No, 2 of us have said that it's impossible to get those 3 temperature ranges in a 10 gallon tank, not that those ranges are incorrect. They are correct, but I'm sorry, there is absolutely no way you are getting 75-80 degrees on one side of a 10 gallon tank and then 88-93 on the other, with a basking spot surface temperature between 105-110. Think about that, it's impossible, that's why both of us have commented as such. Not that the ranges you're listing are incorrect, but rather that you cannot achieve those contrasting temp ranges inside such a small tank...

Let's say we're wrong and you have somehow managed to do what you're saying somehow, okay, but that still doesn't change the fact that a 10 gallon tank is far too small for a bearded dragon of any size, and as Cooper already mentioned, the minimum size for even a baby dragon is a 20 gallon long. I don't believe anyone on this forum has told you that a 10 gallon tank is an appropriate size tank, not for a minute. I think you misunderstood what we were saying, not that the temp ranges you listed were incorrect for a bearded dragon, obviously we know that, but rather that in a tiny 10 gallon tank it's impossible to achieve those drastically different temp ranges, there's no space to do so!

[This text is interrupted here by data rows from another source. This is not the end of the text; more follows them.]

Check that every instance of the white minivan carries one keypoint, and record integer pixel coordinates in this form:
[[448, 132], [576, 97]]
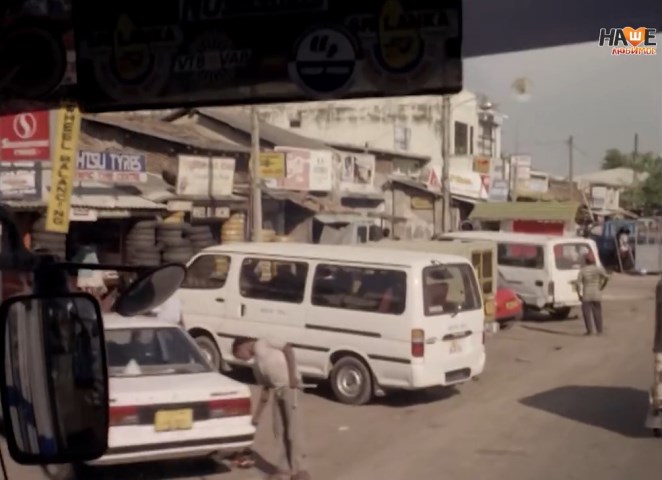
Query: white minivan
[[542, 270], [369, 320]]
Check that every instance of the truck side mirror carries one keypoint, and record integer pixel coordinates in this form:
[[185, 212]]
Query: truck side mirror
[[54, 382]]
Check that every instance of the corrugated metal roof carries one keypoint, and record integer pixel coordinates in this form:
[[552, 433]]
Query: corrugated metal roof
[[541, 211], [180, 134], [269, 133]]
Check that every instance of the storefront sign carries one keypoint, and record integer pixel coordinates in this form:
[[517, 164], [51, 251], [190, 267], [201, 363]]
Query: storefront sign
[[357, 172], [205, 176], [63, 168], [83, 215], [203, 212], [20, 180], [481, 165], [422, 203], [107, 167], [25, 136], [272, 165]]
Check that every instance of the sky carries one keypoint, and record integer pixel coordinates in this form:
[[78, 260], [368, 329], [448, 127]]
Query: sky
[[580, 90]]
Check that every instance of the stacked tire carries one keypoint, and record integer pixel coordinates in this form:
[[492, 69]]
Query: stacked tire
[[199, 236], [55, 243], [141, 245], [176, 248]]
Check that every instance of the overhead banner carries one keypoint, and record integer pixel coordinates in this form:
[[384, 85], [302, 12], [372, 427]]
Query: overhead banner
[[199, 52], [108, 167], [63, 168]]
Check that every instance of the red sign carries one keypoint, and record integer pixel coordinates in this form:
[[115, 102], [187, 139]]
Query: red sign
[[25, 136]]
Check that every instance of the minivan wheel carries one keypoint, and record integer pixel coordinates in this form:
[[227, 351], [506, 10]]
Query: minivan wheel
[[209, 350], [351, 381]]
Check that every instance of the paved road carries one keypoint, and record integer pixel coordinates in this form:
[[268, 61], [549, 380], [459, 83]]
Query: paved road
[[551, 405]]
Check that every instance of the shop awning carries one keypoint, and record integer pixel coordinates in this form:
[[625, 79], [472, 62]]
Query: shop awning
[[532, 211]]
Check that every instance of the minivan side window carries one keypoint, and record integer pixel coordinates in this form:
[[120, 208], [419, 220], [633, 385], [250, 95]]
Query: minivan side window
[[207, 272], [449, 289], [275, 280], [522, 255], [356, 288]]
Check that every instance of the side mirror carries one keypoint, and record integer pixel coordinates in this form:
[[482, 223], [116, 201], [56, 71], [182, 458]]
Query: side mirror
[[54, 384]]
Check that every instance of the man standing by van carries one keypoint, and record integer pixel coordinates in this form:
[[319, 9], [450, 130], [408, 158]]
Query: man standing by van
[[275, 370], [592, 279]]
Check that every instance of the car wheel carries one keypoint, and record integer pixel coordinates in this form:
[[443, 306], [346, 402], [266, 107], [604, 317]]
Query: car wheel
[[560, 313], [209, 350], [64, 471], [351, 381]]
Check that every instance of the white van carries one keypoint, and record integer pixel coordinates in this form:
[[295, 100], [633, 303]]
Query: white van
[[368, 320], [541, 269]]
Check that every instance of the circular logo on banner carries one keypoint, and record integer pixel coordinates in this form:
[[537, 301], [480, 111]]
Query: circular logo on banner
[[325, 62], [25, 126]]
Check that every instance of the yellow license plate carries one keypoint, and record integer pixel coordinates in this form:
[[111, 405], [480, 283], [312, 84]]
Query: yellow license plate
[[456, 347], [168, 420]]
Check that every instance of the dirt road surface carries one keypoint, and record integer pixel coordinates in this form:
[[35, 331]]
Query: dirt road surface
[[551, 405]]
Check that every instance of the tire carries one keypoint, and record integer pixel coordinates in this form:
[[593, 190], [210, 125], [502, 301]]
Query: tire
[[560, 313], [209, 350], [351, 369], [65, 471]]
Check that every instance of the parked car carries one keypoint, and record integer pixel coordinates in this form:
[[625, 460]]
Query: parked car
[[509, 307], [166, 401]]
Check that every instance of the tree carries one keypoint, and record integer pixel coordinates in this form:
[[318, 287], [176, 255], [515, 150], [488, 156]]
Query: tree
[[646, 196]]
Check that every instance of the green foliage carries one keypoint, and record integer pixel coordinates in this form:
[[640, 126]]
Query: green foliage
[[645, 197]]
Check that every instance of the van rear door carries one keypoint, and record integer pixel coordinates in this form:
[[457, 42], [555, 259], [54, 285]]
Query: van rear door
[[453, 322]]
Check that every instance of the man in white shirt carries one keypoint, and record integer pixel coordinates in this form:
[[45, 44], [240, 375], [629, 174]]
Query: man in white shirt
[[170, 311]]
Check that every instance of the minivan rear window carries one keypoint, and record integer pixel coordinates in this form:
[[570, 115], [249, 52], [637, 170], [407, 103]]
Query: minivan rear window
[[570, 256], [449, 289], [523, 255]]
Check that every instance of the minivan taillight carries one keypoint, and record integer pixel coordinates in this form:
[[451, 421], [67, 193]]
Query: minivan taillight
[[417, 343], [123, 416], [230, 407]]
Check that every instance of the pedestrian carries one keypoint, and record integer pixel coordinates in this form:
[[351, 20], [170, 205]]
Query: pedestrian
[[276, 372], [591, 280]]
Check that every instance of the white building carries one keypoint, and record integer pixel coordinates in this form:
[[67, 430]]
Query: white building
[[405, 124]]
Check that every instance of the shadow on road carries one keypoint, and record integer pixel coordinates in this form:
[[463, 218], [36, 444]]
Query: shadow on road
[[621, 410]]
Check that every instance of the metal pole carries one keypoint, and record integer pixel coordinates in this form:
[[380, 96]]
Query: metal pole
[[445, 167], [256, 191]]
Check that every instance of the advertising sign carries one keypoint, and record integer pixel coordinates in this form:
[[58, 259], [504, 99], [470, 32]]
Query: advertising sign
[[205, 176], [20, 180], [108, 167], [197, 52], [63, 168], [25, 136]]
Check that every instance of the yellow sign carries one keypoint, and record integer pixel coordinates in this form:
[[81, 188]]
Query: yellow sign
[[272, 165], [422, 203], [63, 168]]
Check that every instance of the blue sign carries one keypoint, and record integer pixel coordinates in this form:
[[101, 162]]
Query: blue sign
[[111, 167]]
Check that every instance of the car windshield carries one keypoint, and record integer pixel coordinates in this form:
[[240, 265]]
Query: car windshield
[[136, 352]]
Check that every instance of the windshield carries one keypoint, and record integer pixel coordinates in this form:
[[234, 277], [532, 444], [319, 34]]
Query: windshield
[[135, 352], [449, 289], [570, 256]]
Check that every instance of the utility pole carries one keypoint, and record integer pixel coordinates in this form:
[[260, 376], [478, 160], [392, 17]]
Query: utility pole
[[445, 167], [571, 165], [256, 190]]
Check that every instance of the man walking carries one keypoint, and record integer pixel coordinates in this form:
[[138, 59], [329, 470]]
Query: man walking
[[591, 280], [275, 371]]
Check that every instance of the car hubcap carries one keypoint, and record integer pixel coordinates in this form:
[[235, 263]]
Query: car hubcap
[[350, 382]]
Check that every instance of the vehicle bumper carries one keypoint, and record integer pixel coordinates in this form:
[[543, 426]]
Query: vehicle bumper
[[125, 454]]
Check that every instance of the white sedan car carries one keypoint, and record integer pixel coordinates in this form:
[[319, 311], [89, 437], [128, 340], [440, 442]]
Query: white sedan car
[[166, 402]]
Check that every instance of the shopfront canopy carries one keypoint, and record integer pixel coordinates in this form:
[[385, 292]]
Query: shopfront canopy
[[529, 211]]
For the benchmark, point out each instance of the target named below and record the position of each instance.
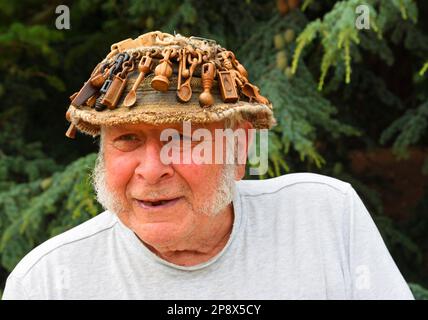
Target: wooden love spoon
(144, 68)
(185, 92)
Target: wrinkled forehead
(144, 127)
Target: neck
(212, 237)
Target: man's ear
(241, 159)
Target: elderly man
(177, 229)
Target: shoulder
(294, 182)
(92, 228)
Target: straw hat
(159, 78)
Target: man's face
(162, 203)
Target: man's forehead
(144, 127)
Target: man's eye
(127, 142)
(128, 137)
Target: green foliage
(339, 34)
(419, 292)
(34, 211)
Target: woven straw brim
(155, 107)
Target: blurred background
(350, 92)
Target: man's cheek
(119, 173)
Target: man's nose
(151, 168)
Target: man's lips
(157, 203)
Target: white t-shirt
(298, 236)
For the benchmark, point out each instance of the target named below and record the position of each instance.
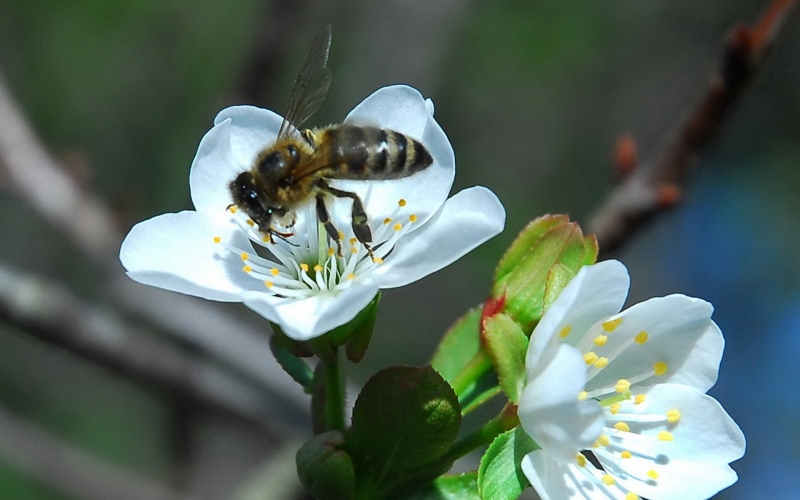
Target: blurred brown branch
(655, 185)
(88, 224)
(70, 470)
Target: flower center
(307, 262)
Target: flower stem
(477, 367)
(334, 393)
(506, 420)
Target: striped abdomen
(370, 153)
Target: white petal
(177, 252)
(553, 480)
(304, 319)
(402, 109)
(694, 464)
(467, 219)
(549, 409)
(675, 326)
(252, 129)
(213, 168)
(597, 291)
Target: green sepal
(404, 421)
(325, 469)
(523, 286)
(458, 346)
(526, 240)
(500, 474)
(295, 347)
(363, 325)
(557, 279)
(355, 335)
(506, 344)
(451, 487)
(294, 366)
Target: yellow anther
(601, 362)
(611, 324)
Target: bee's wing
(311, 84)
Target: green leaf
(524, 286)
(404, 419)
(294, 366)
(526, 240)
(557, 279)
(325, 469)
(458, 346)
(507, 344)
(500, 474)
(453, 487)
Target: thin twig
(655, 185)
(71, 470)
(87, 223)
(50, 312)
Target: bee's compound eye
(271, 163)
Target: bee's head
(254, 203)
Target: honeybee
(297, 166)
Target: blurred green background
(533, 96)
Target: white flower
(629, 387)
(300, 282)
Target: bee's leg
(359, 216)
(325, 218)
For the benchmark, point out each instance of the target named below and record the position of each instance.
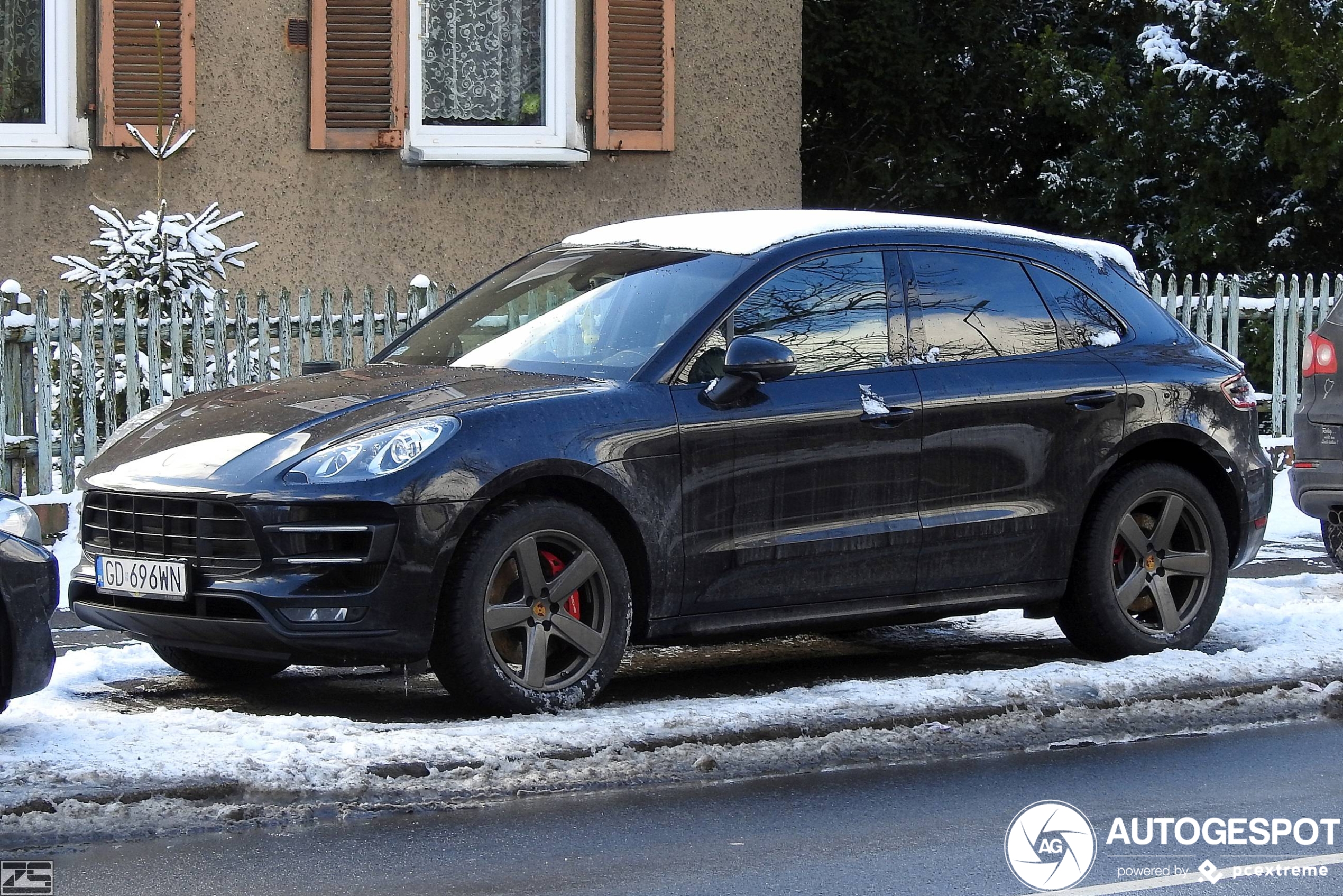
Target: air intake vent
(214, 537)
(297, 34)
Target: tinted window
(832, 312)
(1090, 323)
(978, 307)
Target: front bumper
(391, 602)
(30, 587)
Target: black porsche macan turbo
(691, 428)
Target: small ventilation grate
(297, 34)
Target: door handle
(1091, 401)
(891, 420)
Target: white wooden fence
(57, 410)
(1216, 309)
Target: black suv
(691, 428)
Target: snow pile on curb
(63, 743)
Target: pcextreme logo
(1051, 845)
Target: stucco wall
(355, 217)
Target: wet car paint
(781, 512)
(29, 594)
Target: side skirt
(1036, 597)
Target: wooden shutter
(634, 75)
(359, 75)
(128, 66)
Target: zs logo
(26, 879)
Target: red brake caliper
(554, 566)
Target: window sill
(66, 156)
(498, 156)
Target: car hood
(220, 441)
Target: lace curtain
(21, 61)
(484, 62)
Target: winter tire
(536, 612)
(218, 669)
(1150, 569)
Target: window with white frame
(493, 81)
(36, 82)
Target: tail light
(1240, 393)
(1318, 356)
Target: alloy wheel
(547, 610)
(1162, 562)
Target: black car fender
(29, 590)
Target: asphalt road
(648, 673)
(930, 829)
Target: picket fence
(56, 420)
(1216, 311)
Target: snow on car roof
(746, 233)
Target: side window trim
(919, 341)
(725, 323)
(897, 311)
(1061, 319)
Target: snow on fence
(58, 410)
(1217, 311)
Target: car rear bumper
(1259, 500)
(1319, 489)
(30, 589)
(391, 606)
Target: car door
(1017, 421)
(807, 489)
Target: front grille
(214, 537)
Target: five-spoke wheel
(547, 610)
(1162, 562)
(536, 610)
(1150, 567)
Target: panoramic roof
(746, 233)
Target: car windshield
(586, 312)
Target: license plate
(141, 578)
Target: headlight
(18, 519)
(375, 455)
(135, 423)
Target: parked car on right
(29, 594)
(1318, 435)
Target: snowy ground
(76, 763)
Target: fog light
(316, 614)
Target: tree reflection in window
(1088, 320)
(977, 307)
(830, 312)
(22, 66)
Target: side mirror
(750, 362)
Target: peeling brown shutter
(634, 77)
(359, 75)
(128, 66)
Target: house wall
(327, 217)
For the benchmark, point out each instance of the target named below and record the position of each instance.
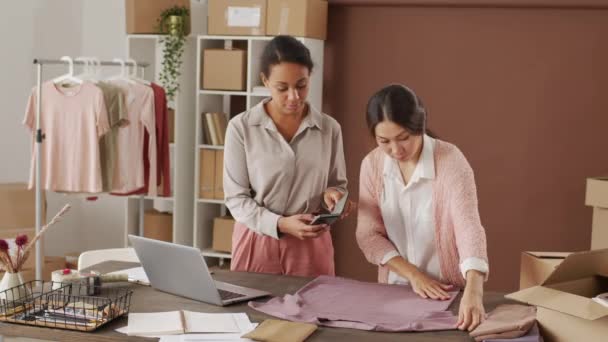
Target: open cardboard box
(566, 311)
(536, 267)
(597, 197)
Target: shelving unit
(233, 103)
(148, 48)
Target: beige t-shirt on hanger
(114, 98)
(72, 119)
(129, 165)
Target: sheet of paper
(155, 324)
(201, 322)
(217, 337)
(136, 275)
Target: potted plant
(174, 24)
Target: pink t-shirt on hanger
(129, 166)
(72, 119)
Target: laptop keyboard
(227, 295)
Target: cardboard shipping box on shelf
(597, 197)
(158, 225)
(142, 15)
(566, 310)
(300, 18)
(211, 171)
(224, 69)
(222, 234)
(537, 266)
(236, 17)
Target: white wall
(34, 28)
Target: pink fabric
(254, 252)
(345, 303)
(72, 120)
(458, 233)
(129, 167)
(163, 179)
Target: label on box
(244, 16)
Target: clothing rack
(39, 63)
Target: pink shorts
(252, 252)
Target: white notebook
(182, 322)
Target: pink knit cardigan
(458, 230)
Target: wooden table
(146, 299)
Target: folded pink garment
(506, 321)
(345, 303)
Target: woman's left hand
(471, 312)
(331, 196)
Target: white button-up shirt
(409, 217)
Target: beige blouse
(266, 177)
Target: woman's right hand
(427, 287)
(299, 226)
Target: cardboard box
(597, 197)
(142, 15)
(206, 173)
(18, 206)
(222, 233)
(237, 17)
(566, 311)
(599, 228)
(300, 18)
(171, 124)
(537, 266)
(10, 234)
(158, 225)
(224, 69)
(597, 192)
(218, 190)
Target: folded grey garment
(532, 336)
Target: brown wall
(523, 92)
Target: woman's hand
(331, 196)
(299, 226)
(427, 287)
(472, 312)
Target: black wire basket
(73, 306)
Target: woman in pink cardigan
(418, 218)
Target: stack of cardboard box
(301, 18)
(562, 285)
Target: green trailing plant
(173, 22)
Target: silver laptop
(182, 270)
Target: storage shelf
(223, 92)
(152, 197)
(143, 36)
(215, 254)
(235, 37)
(211, 147)
(210, 201)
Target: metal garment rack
(39, 138)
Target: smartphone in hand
(334, 215)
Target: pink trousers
(252, 252)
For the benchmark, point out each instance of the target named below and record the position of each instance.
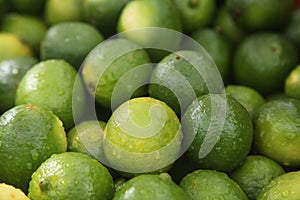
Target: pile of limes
(149, 99)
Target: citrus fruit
(12, 46)
(56, 11)
(87, 137)
(255, 173)
(30, 28)
(71, 175)
(142, 135)
(260, 14)
(50, 84)
(276, 132)
(11, 72)
(103, 14)
(9, 192)
(150, 186)
(28, 136)
(182, 76)
(247, 96)
(71, 41)
(195, 13)
(210, 184)
(283, 187)
(292, 83)
(263, 60)
(218, 47)
(222, 147)
(114, 70)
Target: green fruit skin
(28, 136)
(11, 73)
(69, 176)
(256, 173)
(210, 185)
(234, 141)
(149, 187)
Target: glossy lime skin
(28, 136)
(210, 185)
(69, 176)
(148, 187)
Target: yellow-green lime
(71, 175)
(276, 132)
(28, 136)
(148, 187)
(50, 84)
(143, 135)
(11, 73)
(222, 147)
(211, 184)
(255, 173)
(285, 186)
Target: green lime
(56, 11)
(148, 187)
(12, 46)
(285, 186)
(263, 60)
(247, 96)
(276, 132)
(50, 84)
(28, 136)
(222, 147)
(114, 70)
(103, 14)
(195, 13)
(87, 137)
(182, 76)
(11, 73)
(71, 41)
(292, 83)
(210, 184)
(71, 175)
(30, 28)
(218, 47)
(255, 173)
(260, 14)
(9, 192)
(142, 135)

Anyway, forgetting that, we're here to try to help your dragon, so when you are able, you really do need a larger tank, and since by 6 months old he'll need at least a 40 Gallon Breeder tank at a minimum, you're better off money wise all the way around to just skip the 20 gallon long tank and go right to the 40 gallon breeder tank, because remember that you'll also have to up the wattage of bright white basking bulb when you go to a larger tank as well, so better to not have to go through buying 2 more tanks and 2 more basking bulbs, etc. I'd also look on your local Craigslist pages for the best deal, every time I look on Craigslist in the "Community-Services-Pets" section I see multiple 40 Gallon Breeder tanks, with lids, for a fraction of what they cost new. I believe they cost around $100 new without a lid at all, then another $30 or more for a lid. It's ridiculous, when you can find a slightly used one with a lid for under $50, even much less than that if you get lucky and are willing to look in surrounding town's Craigslist pages. I've seen practically brand new ones with lids for $30 on Craigslist, people just want them to be taken away, as they take up space. The other thing to always check for is a large size of glass Exo Terra with the front-opening doors, they are very expensive new, but I've seen the large ones that are appropriate for a juvenile beardie that are 36"x18"18" for under $100 on Craiglist as well. Also on eBay, if you search for "Local Pickup" sales that are close to you so you can go pick them up and not pay ridiculous shipping charges for them. Just be sure to fully disinfect any pre-owned tank you buy in very hot water and either bleach or F10 disinfectant before using it.